WITH apologies to Jane Austen, it’s (also) a truth universally acknowledged that Germany is Europe’s undisputed leader. Its powerful economy, large population, mostly stable politics and mostly responsible politicians assure that Berlin looms large over the European Union landscape.

Nothing happens in the EU without Germany’s blessing. For years that was a good thing. It isn’t any longer.

Whisper it softly but Germany’s EU partners are getting a little fed up with Berlin’s writ. This is especially the case when it comes to agreement on how best to bring economic growth back into the flagging 28 EU economies.

Germany’s focus on austerity is coming under harsh criticism — some of it veiled, some of it open — for jeopardising Europe’s economic recovery.

Disaffection with Germany is spreading beyond economics. EU insiders complain in private at Berlin’s growing influence in key EU institutions, its ability to grab some very senior EU jobs for its nationals or close friends and its newly-found assertiveness in areas such as foreign and security policy.
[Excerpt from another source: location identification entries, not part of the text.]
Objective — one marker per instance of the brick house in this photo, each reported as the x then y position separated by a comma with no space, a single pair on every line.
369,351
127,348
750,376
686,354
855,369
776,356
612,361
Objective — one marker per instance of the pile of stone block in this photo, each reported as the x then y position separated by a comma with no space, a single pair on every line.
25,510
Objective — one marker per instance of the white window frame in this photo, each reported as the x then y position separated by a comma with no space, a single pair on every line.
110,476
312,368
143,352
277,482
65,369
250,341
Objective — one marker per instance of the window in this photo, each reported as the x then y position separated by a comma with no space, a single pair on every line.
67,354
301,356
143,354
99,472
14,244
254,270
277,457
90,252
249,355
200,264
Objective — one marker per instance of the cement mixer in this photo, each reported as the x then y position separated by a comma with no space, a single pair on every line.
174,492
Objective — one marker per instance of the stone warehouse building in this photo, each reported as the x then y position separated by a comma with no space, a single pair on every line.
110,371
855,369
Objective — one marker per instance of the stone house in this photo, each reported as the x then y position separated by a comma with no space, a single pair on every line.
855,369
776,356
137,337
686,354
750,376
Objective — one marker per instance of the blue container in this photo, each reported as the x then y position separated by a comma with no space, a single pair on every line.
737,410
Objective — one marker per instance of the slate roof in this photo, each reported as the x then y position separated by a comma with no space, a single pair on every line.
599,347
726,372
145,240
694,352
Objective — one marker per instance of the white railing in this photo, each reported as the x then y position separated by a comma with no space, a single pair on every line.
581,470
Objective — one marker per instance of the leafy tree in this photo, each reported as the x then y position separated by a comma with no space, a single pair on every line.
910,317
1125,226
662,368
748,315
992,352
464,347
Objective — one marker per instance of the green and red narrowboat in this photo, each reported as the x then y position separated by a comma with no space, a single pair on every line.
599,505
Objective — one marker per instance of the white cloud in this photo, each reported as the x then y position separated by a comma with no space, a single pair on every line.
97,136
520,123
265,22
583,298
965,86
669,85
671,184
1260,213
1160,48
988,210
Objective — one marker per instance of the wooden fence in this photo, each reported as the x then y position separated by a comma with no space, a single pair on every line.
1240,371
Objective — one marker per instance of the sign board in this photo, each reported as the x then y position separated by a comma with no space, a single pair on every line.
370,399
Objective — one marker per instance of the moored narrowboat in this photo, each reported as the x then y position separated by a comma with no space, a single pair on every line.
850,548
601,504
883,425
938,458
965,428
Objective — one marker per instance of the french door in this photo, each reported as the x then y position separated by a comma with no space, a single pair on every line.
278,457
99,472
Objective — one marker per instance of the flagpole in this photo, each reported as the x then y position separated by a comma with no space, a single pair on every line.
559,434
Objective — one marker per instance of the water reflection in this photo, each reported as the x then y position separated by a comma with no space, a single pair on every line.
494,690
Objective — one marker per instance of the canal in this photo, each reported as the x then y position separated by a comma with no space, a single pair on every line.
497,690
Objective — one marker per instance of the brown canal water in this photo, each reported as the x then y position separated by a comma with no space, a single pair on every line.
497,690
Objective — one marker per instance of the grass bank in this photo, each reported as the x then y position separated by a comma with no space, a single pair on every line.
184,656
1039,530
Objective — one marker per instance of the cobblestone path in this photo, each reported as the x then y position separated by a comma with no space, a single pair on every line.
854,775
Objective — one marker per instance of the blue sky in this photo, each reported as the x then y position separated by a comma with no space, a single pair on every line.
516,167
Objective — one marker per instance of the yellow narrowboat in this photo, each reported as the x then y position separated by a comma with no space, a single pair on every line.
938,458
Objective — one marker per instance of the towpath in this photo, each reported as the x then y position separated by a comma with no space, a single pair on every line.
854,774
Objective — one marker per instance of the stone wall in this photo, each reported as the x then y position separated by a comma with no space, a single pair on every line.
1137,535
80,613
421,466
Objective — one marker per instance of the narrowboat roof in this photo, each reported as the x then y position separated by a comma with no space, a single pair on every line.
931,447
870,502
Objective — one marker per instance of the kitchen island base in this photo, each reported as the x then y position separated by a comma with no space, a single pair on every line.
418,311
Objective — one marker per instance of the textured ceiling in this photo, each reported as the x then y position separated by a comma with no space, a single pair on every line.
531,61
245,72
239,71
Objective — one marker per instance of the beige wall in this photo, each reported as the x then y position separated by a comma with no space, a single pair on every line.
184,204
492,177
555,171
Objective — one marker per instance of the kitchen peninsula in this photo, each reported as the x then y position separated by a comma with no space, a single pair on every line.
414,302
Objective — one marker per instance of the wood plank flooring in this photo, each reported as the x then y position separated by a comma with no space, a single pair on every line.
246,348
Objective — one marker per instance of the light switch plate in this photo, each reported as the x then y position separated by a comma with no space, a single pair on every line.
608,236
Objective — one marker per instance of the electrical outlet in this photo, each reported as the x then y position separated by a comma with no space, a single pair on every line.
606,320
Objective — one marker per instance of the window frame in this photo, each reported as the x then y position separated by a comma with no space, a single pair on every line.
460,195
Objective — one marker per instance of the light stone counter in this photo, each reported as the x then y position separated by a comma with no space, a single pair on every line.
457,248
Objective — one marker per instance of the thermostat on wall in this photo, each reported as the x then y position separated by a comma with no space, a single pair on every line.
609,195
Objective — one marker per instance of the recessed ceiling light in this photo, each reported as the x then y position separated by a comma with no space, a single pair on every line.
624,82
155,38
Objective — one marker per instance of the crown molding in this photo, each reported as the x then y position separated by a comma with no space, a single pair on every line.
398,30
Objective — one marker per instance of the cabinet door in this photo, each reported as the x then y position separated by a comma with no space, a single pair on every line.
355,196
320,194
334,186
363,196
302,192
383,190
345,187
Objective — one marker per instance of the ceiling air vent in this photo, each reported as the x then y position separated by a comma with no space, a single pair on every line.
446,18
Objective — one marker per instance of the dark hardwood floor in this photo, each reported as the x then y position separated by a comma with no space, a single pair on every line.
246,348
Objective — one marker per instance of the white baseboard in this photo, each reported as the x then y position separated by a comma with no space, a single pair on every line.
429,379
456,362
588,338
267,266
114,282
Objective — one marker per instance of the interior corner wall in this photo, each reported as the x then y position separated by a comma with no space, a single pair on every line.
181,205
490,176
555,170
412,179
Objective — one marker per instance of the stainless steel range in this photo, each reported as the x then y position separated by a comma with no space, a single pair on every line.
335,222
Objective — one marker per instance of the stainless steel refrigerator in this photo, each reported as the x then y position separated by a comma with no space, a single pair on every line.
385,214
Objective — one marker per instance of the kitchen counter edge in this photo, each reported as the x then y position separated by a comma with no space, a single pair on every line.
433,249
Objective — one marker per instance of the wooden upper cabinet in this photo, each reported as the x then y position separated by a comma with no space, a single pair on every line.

Europeans liked a Germany that always said “yes”, kept trying to atone for its role in the two World Wars and opened its wallet whenever others in the EU needed help.

Linked up with former adversary France, Germany was the “locomotive” that kept the EU moving up and forward, through economic and monetary, the negotiation and implementation of different constitutional treaties and kept the flame burning on issues like further European integration.

It’s different now. Germany is doing all that and more. And its EU partners like it less and less.

What went wrong? In fact, the economy. Ever since the Eurozone crisis reared its ugly head, Germany as the bloc’s healthiest economy, has been calling the shots, insisting that governments across the bloc must tighten their belts, cut spending and talk and walk austerity.

The tide is changing, however. Across Europe, national leaders, policymakers and economists are starting to challenge Germany’s insistence on budget austerity as a precondition to healthy growth.

France is in, what some observers refer to as, an “open revolt” against German Chancellor Angela Merkel’s continued demands for deficit reduction in the face of slowing growth.

Italy has warned against too rigidly following Germany’s preferred approach. The president of the European Central Bank, Mario Draghi and IMF head Christine Lagarde are also pushing for Germany to loosen up.

Critics of austerity say that more government spending would increase demand for goods and services in Europe and help avert a dangerous fall into deflation, a downward spiral in wages and prices that can cripple an economy for years.

Proponents of austerity, which include the Dutch, Austrians and Scandinavians and the three Baltic states, say that governments that fail to get their budget deficits and accumulated debt under control risk losing the ability to borrow at affordable rates in the bond markets and sowing the seeds of financial instability.

The debate is unusually “philosophical”, not just economic, say observers. Warning against an escalation of mutual recriminations, the respected former Italian prime minister Mario Monti said the divergences of policy revealed divergences of “national cultures”.

Matteo Renzi, the current Italian Premier, has said more bluntly that Berlin has no right to lecture its partners, urging Berlin — and the European Commission which now vets national budgets — to show more understanding for countries with no growth and high unemployment.

French Prime Minister Manuel Vall, meanwhile, has unveiled a “no-austerity budget” designed to cut the deficit more slowly than austerity advocates would like.

Monti has especially urged the EU (and Berlin) to consider more favourable treatment for public investments within existing rules.

Critics of Germany point out that while Berlin is keeping the eurozone in fiscal chains, the United States has loosened the reins — and that thanks to fiscal stimulus, the American economy is starting to grow.

At least for the moment, Berlin appears unwilling to deviate from its plan. But change may be around the corner. After all, while she is still very popular in her ninth year in power, Merkel is also under fire at home.

In a new book, The Germany Illusion, one of the country’s leading economists, Marcel Fratzscher, takes the government to task for declining to invest in infrastructure and failing to encourage private investment or foster a modern service sector that would yield better pay and thus fuel higher consumer spending.

Perhaps, Germany may finally listen. Latest forecasts spotlight a slowdown in the German economy, with economists underlining that the last thing the faltering European economy needs is a sudden downturn in Germany.

But others argue that a bout of German weakness may be precisely what is required to convince Merkel to loosen the fiscal reins at home and provide Europe with a dose of stimulus that struggling states like France and Italy have long been seeking.

If she does that, Europeans may once again rediscover their earlier respect for Merkel. Unlike the late British prime minister Margaret Thatcher, Merkel, as the ‘Iron Lady’ in charge of the future of both Germany and Europe, should not be afraid of “turning”.